“I can only say it is my own.”

“Why I just LOVE poetry,” said the woman. “Come in.”

“Come up,” said the man, and hustled out a chair.

“I’ll go right in and get supper,” said the wife. She was a breezy creature with a loud musical voice. She doubtless developed it by trying to talk against giant powder.

I told the man my story, in brief.

After quite a smoke, he said, “So you’ve walked from Wilkesbarre this afternoon. Why, man, that’s seventeen miles.”

I do not believe it was over fourteen.

He continued, “I’m awful glad to see a white man. This place is full of Bohunks, and Slavs, and Rooshians, and Poles and Lickerishes (Lithuanians?).
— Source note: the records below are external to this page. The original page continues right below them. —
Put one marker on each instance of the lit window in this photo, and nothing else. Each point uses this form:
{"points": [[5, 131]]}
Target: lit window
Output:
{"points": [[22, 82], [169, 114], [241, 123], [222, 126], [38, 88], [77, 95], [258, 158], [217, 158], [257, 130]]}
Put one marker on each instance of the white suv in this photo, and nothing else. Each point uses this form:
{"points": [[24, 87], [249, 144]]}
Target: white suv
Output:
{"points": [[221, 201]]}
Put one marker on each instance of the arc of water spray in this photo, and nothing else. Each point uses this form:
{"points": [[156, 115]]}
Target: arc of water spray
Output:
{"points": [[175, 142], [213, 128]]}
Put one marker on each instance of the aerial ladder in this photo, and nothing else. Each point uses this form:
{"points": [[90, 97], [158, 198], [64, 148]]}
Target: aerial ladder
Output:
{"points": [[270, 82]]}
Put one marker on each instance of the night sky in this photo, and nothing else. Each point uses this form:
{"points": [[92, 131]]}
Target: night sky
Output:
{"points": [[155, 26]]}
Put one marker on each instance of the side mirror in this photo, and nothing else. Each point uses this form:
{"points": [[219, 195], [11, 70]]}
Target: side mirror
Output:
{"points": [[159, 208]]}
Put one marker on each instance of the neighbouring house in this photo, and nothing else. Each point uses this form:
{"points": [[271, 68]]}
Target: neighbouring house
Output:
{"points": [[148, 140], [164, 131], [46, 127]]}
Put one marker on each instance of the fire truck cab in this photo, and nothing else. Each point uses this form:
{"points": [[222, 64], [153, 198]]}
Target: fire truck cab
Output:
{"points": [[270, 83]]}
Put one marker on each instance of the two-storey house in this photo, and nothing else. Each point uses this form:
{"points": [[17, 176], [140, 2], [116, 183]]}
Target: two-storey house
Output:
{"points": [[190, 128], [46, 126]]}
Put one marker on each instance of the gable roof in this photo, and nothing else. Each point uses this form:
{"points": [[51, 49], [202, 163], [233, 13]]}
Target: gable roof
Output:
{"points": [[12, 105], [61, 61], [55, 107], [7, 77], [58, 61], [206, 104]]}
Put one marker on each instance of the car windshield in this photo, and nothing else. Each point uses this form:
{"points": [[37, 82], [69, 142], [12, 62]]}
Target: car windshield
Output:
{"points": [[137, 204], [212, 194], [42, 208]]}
They’re not bad to have around, but they ain’t Cawcasians. They all talk Eyetalian.”

The fellow’s manner breathed not only race-fraternity, but industrial fraternity. It had no suggestion of sheltered agricultural caution. It was sophisticated and anti-capitalistic. It said, “You and I are against the system. That’s enough for brotherhood.”

Now that he stood and refilled his pipe from a tobacco box nailed just inside the door, I saw him as in a picture-frame. He had powerful but slanting shoulders. He was so tall he must needs stoop to avoid the lintel. With his bent neck, he looked as though he could hold up a mine caving in. His general outlines seemed to be hewn from fence-rails, then hung with grotesque muscles of loose leather. His eyebrows were grown together. From looking down long passageways his eyes were marvellously owl-like. He was cadaverous. He had a beak nose. He had a retreating chin but, breaking the rules of phrenology, he managed to convey the impression of a driving personality. He looked like an enormous pick-axe.